2 SGE2010's with VLAN's defined as 10,20 and 30
Vlan 10 is the management VLAN, and it uplinks to our border router.
Vlan 20 is the workstation VLAN, and all workstations point to the switch as their default GW
Vlan 30 is the ip phone VLAN, and all phones use this as their gateway.
I would like to put a LAG between said switches, we have some servers on the ip phone switch that need to be accessed by the workstation clients, and the single 100mb link through the router is probably not going to be enough.
As I understand it, because the switches have different networks on them, a simple lag will not work.
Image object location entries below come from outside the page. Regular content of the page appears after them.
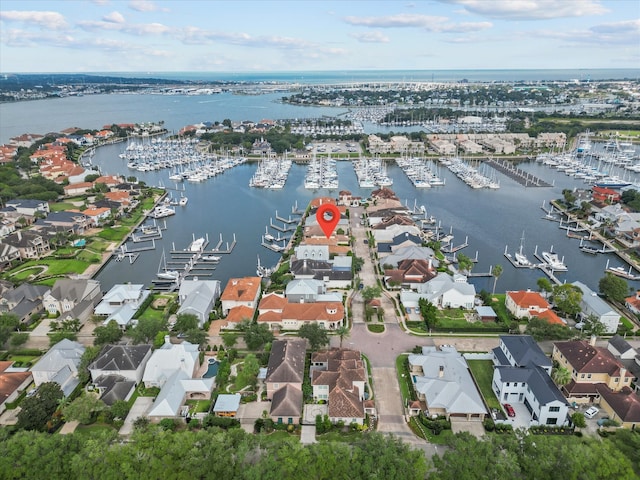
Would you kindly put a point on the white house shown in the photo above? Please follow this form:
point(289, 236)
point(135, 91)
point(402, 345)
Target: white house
point(60, 365)
point(593, 305)
point(169, 358)
point(521, 376)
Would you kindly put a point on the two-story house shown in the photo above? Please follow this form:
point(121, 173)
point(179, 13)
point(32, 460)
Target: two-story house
point(522, 376)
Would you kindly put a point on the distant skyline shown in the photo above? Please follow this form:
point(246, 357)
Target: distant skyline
point(268, 36)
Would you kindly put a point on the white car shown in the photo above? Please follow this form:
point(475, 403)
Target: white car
point(591, 412)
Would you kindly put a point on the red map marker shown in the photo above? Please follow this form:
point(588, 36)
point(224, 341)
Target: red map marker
point(328, 217)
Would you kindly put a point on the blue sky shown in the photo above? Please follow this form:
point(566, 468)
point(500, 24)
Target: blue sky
point(303, 35)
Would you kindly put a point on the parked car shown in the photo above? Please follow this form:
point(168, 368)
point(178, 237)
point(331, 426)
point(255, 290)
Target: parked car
point(509, 409)
point(591, 412)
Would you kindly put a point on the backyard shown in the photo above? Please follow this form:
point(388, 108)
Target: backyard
point(482, 371)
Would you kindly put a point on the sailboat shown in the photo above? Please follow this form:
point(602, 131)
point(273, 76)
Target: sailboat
point(521, 258)
point(164, 273)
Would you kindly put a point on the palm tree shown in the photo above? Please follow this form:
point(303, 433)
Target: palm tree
point(496, 272)
point(343, 332)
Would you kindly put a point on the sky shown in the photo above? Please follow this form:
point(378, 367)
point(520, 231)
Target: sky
point(307, 35)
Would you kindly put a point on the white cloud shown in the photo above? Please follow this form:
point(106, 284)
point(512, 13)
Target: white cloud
point(531, 9)
point(114, 17)
point(397, 21)
point(46, 20)
point(370, 37)
point(145, 6)
point(426, 22)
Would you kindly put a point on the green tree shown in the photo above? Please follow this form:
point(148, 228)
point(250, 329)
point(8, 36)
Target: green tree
point(429, 313)
point(229, 339)
point(83, 408)
point(107, 334)
point(38, 409)
point(567, 298)
point(496, 272)
point(257, 335)
point(465, 264)
point(186, 322)
point(316, 334)
point(342, 332)
point(613, 288)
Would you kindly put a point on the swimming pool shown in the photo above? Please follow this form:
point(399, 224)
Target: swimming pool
point(212, 370)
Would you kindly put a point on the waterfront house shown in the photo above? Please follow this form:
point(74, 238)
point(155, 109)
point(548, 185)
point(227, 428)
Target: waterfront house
point(128, 361)
point(443, 291)
point(12, 383)
point(60, 364)
point(169, 358)
point(593, 306)
point(591, 367)
point(23, 300)
point(442, 380)
point(30, 243)
point(241, 292)
point(285, 374)
point(522, 376)
point(338, 376)
point(198, 297)
point(73, 298)
point(28, 207)
point(121, 303)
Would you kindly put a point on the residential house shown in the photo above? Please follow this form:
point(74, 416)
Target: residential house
point(170, 357)
point(528, 304)
point(338, 376)
point(442, 380)
point(241, 292)
point(29, 243)
point(121, 303)
point(198, 297)
point(443, 291)
point(73, 298)
point(285, 375)
point(172, 368)
point(329, 315)
point(60, 364)
point(23, 300)
point(128, 361)
point(522, 375)
point(590, 366)
point(12, 383)
point(595, 307)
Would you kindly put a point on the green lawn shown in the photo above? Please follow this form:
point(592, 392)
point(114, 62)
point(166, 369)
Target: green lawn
point(114, 234)
point(482, 371)
point(375, 328)
point(405, 381)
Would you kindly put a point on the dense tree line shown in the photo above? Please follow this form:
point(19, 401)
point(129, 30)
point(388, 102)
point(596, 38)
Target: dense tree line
point(155, 453)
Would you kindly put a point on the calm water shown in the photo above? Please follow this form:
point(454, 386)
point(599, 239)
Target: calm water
point(492, 219)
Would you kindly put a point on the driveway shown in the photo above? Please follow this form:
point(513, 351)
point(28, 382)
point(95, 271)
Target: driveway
point(139, 409)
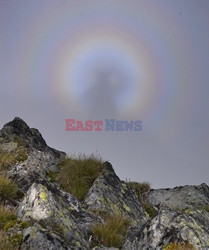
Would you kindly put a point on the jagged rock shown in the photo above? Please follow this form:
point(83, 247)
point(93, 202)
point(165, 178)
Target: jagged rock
point(171, 226)
point(111, 195)
point(57, 211)
point(180, 198)
point(36, 237)
point(40, 157)
point(31, 136)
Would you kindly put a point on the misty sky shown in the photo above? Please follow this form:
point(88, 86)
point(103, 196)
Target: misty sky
point(126, 60)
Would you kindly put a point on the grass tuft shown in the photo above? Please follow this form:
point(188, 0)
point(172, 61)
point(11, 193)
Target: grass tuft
point(139, 188)
point(8, 188)
point(6, 243)
point(77, 175)
point(111, 233)
point(6, 215)
point(7, 159)
point(179, 246)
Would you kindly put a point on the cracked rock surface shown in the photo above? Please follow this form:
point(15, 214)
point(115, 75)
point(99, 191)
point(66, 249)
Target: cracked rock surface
point(58, 220)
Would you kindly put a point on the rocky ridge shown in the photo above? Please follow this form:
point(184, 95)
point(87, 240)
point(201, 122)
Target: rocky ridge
point(55, 219)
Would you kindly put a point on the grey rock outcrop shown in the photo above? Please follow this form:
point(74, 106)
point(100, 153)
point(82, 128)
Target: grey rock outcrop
point(111, 195)
point(181, 198)
point(56, 219)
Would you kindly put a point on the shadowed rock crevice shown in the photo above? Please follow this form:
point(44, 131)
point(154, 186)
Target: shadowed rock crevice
point(48, 217)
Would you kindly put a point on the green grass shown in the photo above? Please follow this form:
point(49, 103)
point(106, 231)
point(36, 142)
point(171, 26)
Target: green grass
point(110, 233)
point(6, 215)
point(139, 188)
point(8, 189)
point(77, 175)
point(179, 246)
point(6, 243)
point(7, 159)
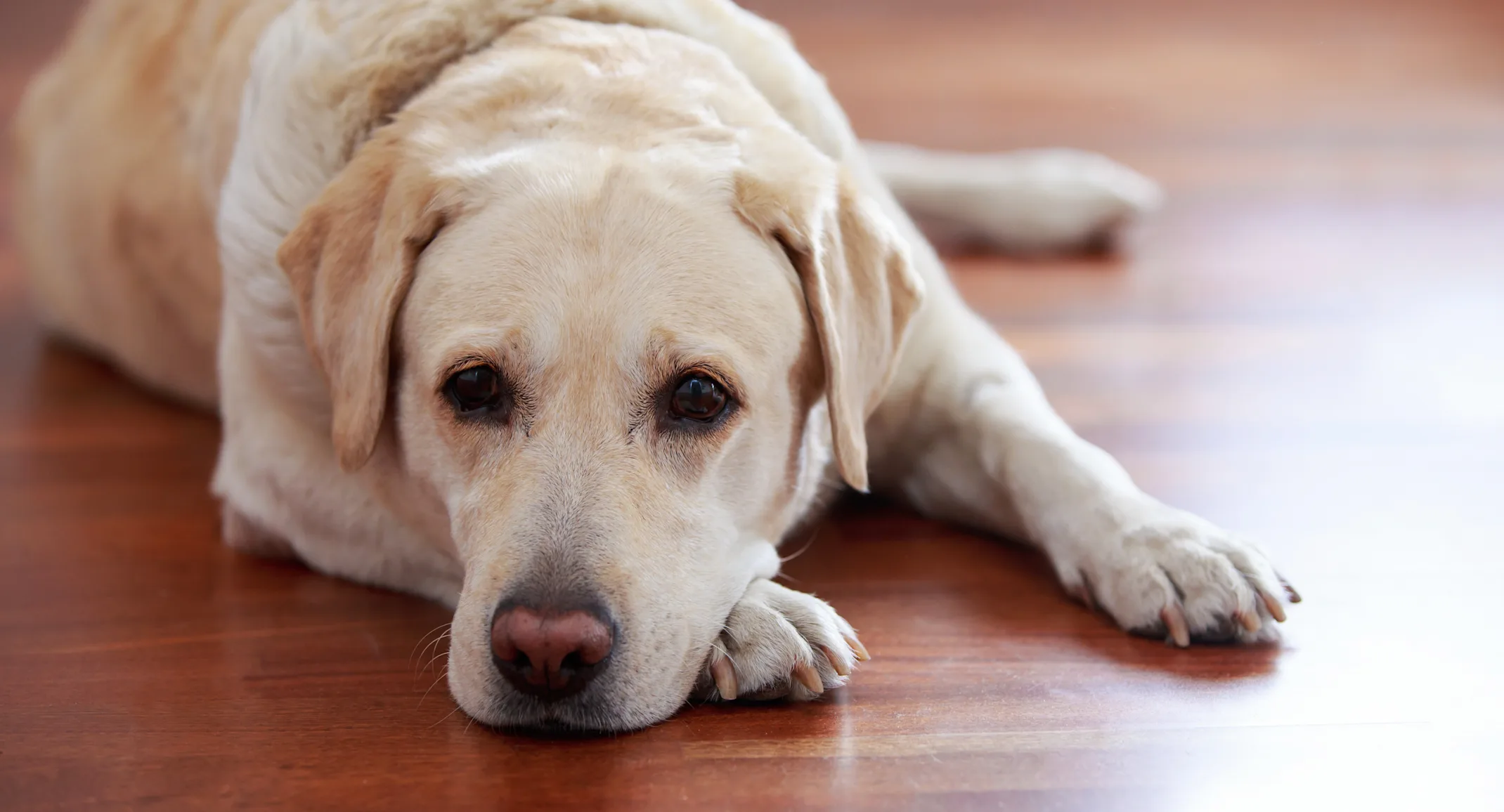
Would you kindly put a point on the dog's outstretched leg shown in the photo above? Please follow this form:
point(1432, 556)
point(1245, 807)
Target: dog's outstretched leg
point(1026, 202)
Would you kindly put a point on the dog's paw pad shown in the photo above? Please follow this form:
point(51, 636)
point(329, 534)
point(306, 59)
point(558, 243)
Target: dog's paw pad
point(781, 644)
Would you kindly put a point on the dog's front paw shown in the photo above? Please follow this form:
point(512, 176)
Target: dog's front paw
point(781, 644)
point(1184, 579)
point(1049, 200)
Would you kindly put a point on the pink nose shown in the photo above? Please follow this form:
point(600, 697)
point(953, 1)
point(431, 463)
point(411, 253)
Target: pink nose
point(550, 655)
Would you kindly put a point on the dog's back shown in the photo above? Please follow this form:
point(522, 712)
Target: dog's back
point(121, 146)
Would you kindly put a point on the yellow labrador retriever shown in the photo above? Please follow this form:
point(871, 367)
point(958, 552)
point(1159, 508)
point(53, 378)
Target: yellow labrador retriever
point(564, 313)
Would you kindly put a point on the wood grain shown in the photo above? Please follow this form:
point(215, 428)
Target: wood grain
point(1307, 345)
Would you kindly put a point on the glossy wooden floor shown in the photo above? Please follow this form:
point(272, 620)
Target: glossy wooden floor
point(1306, 345)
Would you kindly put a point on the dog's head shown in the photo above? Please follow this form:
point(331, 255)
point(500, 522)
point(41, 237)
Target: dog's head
point(614, 329)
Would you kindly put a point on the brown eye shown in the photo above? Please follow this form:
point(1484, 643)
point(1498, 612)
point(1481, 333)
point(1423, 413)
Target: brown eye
point(474, 390)
point(699, 398)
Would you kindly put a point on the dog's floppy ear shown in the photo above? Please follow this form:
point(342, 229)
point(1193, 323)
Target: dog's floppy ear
point(351, 261)
point(855, 270)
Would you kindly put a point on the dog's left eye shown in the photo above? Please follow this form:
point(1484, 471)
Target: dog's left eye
point(699, 398)
point(476, 390)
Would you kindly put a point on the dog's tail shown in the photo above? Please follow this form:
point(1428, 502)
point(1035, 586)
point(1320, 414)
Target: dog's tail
point(1044, 200)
I did create a lag, and assign ip addresses to each side, however in that mode, it doesn't appear I can block vlan 10 from transiting the LAG, and with out that block I will end up with a logical loop, and spanning-tree will block one of the uplinks, or the LAG itself.
I have attached an image with a diagram of our current set up.
Any help/advice would be much appreciated.
Hi John, the vlan 1 isn't relevant. I think I goofed making the picture is all.
But the same thing applies, there is vlan 10, 20, 30.
Vlan 10 link is 10u and 20t and the other link is 10u, 30t.
The trick is not putting all of the vlans on all the links and the mstp should separate it from there.
John, the original 802.1q standard specifies there is only global spanning tree regardless of the vlan membership. That is why you're running in to problems. Cisco developed PVST to run over ISL trunks. MSTP was originally defined as 802.1S which is a combination of 802.1q + RSTP. The 802.1s was later ammended to become a part of the 802.1q.
The person is incorrect as they quote "since spanning tree is construct per vlan." They are incorrect because you have to define spanning tree properties to allow spanning tree per vlan. The small business switches do not support Cisco proprietary PVST or PVST+. However, the SB switches support MSTP which is an IEEE standard.
How the MSTP works is you have what is called Instance, which is each spanning tree construct. Then you have region, the SB switches support only 1 region. The region maintains the instances. Essentially how it works, you enable the MSTP globally. You then specify the instance. As example, vlan 1 is instance 1. Vlan 2 is instance 2. This will allow you to run 2 physical wire between the switches on different vlan without looping. If you use classic STP or RSTP, the lower cost path will go to block/discard state which is working as intended.